De voorzieningenrechter:
- schorst het bestreden besluit, zover verzoekster daarin algemene bijstand is onthouden over de periode vanaf 12 mei 2022;
- treft de voorlopige voorziening dat Baanbrekers aan verzoekster bij wijze van voorschot met ingang van 12 mei 2022 alsnog een bijstandsuitkering toekent naar de norm die is gehanteerd in het bestreden besluit, tot twee weken na bekendmaking van de beslissing op bezwaar;
- draagt Baanbrekers op het betaalde griffierecht van € 50,- aan verzoekster te vergoeden;
- veroordeelt Baanbrekers in de proceskosten tot een bedrag van € 1.518,- te betalen aan verzoekster.
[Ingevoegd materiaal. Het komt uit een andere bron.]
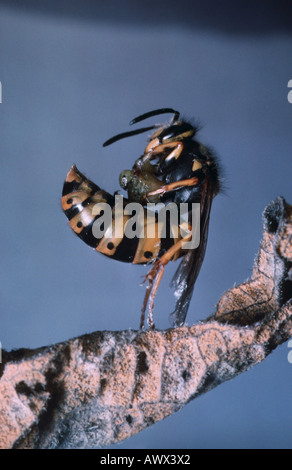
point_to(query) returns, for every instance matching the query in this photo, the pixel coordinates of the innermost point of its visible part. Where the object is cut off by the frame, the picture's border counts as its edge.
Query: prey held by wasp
(175, 171)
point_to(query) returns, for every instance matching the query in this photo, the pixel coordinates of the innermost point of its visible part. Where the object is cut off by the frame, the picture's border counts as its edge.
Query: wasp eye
(125, 178)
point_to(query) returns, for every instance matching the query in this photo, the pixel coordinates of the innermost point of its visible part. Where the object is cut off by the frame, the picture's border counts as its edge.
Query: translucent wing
(188, 270)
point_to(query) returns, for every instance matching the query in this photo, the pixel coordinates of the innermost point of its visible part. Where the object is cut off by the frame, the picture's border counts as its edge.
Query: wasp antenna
(155, 113)
(127, 134)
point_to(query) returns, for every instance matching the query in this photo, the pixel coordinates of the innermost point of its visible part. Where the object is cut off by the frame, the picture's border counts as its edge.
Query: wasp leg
(154, 278)
(171, 186)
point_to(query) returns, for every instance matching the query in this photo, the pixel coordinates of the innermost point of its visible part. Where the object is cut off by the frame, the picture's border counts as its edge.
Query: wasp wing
(184, 279)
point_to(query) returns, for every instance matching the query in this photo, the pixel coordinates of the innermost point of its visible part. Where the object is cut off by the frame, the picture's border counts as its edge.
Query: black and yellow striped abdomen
(81, 197)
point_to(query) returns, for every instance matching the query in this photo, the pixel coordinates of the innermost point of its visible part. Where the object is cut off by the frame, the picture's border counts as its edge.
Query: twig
(103, 387)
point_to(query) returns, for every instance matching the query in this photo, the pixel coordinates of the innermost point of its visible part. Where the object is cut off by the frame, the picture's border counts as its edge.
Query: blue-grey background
(75, 73)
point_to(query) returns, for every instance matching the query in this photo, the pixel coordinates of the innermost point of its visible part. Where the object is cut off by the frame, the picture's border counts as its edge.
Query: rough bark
(103, 387)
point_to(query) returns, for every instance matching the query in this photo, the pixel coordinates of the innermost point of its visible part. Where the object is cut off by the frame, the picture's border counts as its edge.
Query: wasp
(174, 169)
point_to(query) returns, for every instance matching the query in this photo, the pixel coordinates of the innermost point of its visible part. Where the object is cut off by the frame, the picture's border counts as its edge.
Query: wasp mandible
(174, 168)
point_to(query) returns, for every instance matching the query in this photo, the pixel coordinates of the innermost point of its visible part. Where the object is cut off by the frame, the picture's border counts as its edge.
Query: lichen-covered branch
(103, 387)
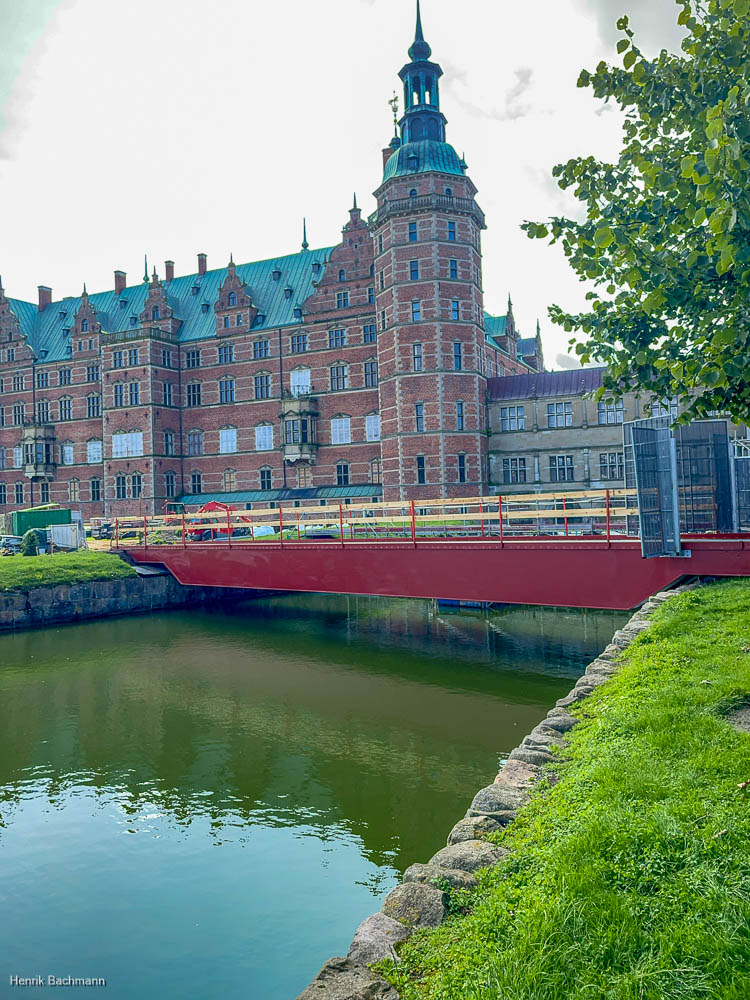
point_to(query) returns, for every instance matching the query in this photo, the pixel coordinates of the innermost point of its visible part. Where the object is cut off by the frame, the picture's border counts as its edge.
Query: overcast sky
(173, 127)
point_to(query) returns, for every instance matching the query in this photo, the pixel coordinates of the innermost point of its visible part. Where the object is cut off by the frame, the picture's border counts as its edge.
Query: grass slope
(26, 572)
(630, 878)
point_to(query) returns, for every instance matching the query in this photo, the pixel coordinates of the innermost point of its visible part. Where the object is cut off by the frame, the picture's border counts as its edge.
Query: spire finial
(420, 49)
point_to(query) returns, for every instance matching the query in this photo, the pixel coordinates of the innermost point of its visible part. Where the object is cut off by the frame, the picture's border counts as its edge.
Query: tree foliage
(666, 239)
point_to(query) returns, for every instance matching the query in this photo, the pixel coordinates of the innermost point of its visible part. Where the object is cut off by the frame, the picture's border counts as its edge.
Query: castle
(364, 370)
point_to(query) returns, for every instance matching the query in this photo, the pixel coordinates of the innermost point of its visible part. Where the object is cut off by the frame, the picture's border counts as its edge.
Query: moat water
(206, 804)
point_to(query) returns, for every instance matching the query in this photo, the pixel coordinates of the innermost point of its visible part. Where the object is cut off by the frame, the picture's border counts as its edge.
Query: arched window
(195, 442)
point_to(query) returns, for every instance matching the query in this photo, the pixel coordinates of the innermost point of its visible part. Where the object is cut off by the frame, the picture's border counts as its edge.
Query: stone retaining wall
(103, 598)
(418, 902)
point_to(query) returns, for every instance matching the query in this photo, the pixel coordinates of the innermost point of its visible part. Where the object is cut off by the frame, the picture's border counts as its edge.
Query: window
(264, 437)
(611, 465)
(341, 432)
(339, 377)
(226, 390)
(559, 414)
(195, 442)
(299, 382)
(342, 474)
(512, 418)
(514, 470)
(228, 440)
(372, 427)
(561, 468)
(610, 412)
(127, 444)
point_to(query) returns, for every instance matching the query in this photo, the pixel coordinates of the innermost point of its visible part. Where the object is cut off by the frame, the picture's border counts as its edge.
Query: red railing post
(609, 540)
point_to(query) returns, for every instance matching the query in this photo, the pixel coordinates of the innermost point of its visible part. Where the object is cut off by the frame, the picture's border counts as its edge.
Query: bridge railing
(572, 514)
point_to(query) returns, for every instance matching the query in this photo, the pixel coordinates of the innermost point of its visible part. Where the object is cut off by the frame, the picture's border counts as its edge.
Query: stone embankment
(422, 898)
(101, 599)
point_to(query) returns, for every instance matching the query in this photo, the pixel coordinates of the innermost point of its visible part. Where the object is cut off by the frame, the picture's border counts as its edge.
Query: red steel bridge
(578, 549)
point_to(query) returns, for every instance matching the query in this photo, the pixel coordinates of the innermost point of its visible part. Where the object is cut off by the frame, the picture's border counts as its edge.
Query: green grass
(26, 572)
(630, 878)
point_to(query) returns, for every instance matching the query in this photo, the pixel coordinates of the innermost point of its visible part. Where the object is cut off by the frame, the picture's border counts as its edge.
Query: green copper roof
(422, 157)
(48, 331)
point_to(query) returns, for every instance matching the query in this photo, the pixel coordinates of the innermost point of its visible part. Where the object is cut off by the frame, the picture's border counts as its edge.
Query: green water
(206, 804)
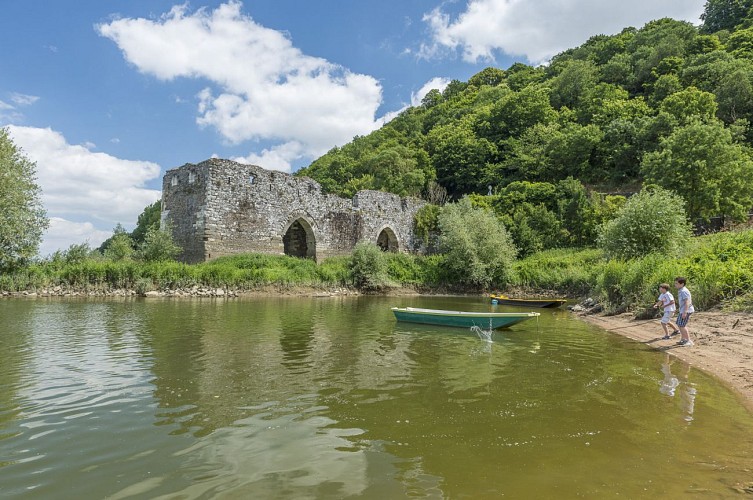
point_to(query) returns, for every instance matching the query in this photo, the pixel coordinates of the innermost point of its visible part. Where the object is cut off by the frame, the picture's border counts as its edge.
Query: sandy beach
(723, 344)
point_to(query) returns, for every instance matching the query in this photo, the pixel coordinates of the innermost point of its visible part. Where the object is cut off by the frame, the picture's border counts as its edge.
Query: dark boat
(460, 318)
(541, 303)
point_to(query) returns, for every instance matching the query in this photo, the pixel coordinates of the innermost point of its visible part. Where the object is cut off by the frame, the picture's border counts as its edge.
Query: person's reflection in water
(687, 396)
(670, 385)
(670, 382)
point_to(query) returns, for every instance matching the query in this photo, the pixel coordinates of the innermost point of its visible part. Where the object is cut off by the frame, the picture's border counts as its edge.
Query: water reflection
(302, 398)
(670, 384)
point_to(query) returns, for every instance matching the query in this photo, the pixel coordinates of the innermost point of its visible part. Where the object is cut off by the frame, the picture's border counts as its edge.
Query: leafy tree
(119, 245)
(478, 250)
(651, 221)
(740, 43)
(735, 96)
(158, 245)
(487, 77)
(535, 228)
(77, 253)
(703, 164)
(368, 267)
(724, 14)
(459, 157)
(148, 219)
(517, 112)
(569, 87)
(23, 219)
(690, 105)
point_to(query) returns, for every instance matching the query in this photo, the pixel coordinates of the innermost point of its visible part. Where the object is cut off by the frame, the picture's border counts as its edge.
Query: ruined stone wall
(220, 207)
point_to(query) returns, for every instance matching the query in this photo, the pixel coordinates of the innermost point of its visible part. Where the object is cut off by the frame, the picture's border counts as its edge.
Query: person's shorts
(667, 317)
(683, 322)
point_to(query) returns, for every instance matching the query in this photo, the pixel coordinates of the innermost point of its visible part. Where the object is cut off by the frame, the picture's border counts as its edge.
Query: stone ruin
(220, 207)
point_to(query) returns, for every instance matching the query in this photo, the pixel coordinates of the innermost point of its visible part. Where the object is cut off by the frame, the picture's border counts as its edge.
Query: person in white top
(685, 303)
(667, 302)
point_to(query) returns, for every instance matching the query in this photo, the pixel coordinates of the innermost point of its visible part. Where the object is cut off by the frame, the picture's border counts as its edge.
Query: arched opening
(387, 240)
(299, 240)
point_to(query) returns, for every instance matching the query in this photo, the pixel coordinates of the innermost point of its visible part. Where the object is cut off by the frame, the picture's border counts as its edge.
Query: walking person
(685, 304)
(667, 302)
Deze uitspraak is gedaan door mr. V.M. Schotanus, voorzieningenrechter, in aanwezigheid van mr. M.I.P. Buteijn, griffier, op 27 juli 2022 en openbaar gemaakt door middel van geanonimiseerde publicatie op www.rechtspraak.nl. De griffier is niet in de gelegenheid deze uitspraak mede te ondertekenen.
voorzieningenrechter
Afschrift verzonden aan partijen op:

Rechtsmiddel

Tegen deze uitspraak staat geen rechtsmiddel open.